Each phase had its own misconception

Looking back, it’s striking how each phase came with its own version of “this will be enough”:

  • Templates and heuristics: if I keep adding templates, I can cover all document types. In reality, templates drift, scans distort, and registration is much less reliable than it first appears.
  • Detector-first pipelines: if the detector and the OCR each work well, I’m done. In reality, the integration boundary between them is where errors compound.
  • Layout-aware transformers: if the model works on one document family, I can reuse it broadly. In reality, these models still need new task data when the document or extraction target changes.
  • Foundation models: I can just throw documents at an API and get the answer. For simple tasks, increasingly true. For messy, mission-critical extraction on large real documents, there’s still a substantial gap.

If I were starting today

I’d start much more pragmatically than I would have ten years ago.

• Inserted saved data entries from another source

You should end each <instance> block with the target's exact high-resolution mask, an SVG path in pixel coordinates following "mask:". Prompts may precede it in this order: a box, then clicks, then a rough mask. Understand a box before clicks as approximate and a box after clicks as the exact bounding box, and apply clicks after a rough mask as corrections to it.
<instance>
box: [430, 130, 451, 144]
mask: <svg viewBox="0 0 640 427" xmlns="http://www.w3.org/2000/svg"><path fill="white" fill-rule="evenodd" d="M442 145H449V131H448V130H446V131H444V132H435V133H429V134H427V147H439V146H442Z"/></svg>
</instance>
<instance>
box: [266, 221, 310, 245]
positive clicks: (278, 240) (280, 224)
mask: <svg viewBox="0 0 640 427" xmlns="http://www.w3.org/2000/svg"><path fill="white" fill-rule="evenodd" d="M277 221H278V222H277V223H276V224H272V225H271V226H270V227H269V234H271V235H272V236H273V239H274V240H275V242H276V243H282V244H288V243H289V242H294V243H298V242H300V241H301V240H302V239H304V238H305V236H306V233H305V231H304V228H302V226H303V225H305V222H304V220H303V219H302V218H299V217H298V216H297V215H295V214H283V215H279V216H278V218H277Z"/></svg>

Narrow workflow. High-quality OCR. Strong general multimodal model. Tight output schema. Validators early. An evaluation set before a large custom modeling effort. Study the failure distribution before deciding whether the next step is prompting, routing, fine-tuning, better OCR, or human-in-the-loop review.

I’d resist the temptation to ask a single model to do everything. The strongest systems I’ve seen are composed: OCR for recall, VLMs for visual understanding, LLMs for reasoning and normalization, validators for trust, confidence routing for the long tail, and human review as the safety net. Less elegant than a pure end-to-end story, but it matches reality.

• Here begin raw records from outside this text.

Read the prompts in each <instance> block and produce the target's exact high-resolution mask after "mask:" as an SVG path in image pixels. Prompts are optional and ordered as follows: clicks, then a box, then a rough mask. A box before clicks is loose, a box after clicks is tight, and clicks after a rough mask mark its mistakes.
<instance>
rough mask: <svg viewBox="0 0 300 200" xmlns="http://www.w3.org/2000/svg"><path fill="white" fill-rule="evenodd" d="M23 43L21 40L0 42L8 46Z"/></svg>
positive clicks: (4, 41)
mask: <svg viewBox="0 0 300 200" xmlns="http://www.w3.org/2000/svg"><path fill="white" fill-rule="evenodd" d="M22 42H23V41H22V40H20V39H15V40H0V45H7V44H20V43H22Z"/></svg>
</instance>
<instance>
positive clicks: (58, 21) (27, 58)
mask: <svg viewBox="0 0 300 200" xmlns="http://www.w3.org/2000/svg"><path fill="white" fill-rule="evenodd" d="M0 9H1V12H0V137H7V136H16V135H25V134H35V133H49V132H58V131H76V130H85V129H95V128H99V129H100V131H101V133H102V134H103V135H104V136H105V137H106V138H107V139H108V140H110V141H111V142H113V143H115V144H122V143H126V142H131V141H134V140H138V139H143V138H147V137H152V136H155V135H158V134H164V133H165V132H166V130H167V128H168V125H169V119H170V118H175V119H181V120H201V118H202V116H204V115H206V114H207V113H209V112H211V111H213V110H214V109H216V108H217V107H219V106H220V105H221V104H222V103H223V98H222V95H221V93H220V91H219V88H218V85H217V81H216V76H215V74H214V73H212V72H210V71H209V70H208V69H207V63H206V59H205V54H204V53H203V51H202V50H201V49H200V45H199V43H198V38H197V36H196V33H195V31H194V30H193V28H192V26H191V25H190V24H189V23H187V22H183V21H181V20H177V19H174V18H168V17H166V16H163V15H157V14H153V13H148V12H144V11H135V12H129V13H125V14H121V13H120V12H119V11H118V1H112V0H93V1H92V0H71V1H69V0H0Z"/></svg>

In those composed systems, confidence policy deserves more attention than it usually gets. It rarely relies on any single model score. What works better is agreement: do OCR, VLM, and LLM outputs converge? Do validators pass? Field-level review should focus on uncertain fields rather than sending whole documents to manual fallback. The review path should become increasingly infrequent over time, but it’s what makes the rest of the automation trustworthy.

I’d also put more weight on data quality than I used to. Not just labeling more data, but auditing labels, closing the loop between model predictions and annotation errors, and building evaluation sets that actually represent the ugly inputs the system will face. The ceiling is usually in the data before it’s in the model.

Benchmark wins and production wins are not the same thing. A model can look impressive on a public task and still be awkward in a real workflow where documents are incomplete, mislabeled, duplicated, rotated, partially photographed, or mixed with irrelevant pages. The most important property of a document system is often not raw intelligence. It’s calibrated reliability.

The field has changed enormously. The production question still feels familiar: how do you turn messy documents into dependable decisions? Not with a single breakthrough. With the discipline of building systems that combine perception, language, validation, and operational feedback, and knowing when the machine should stop and ask for help.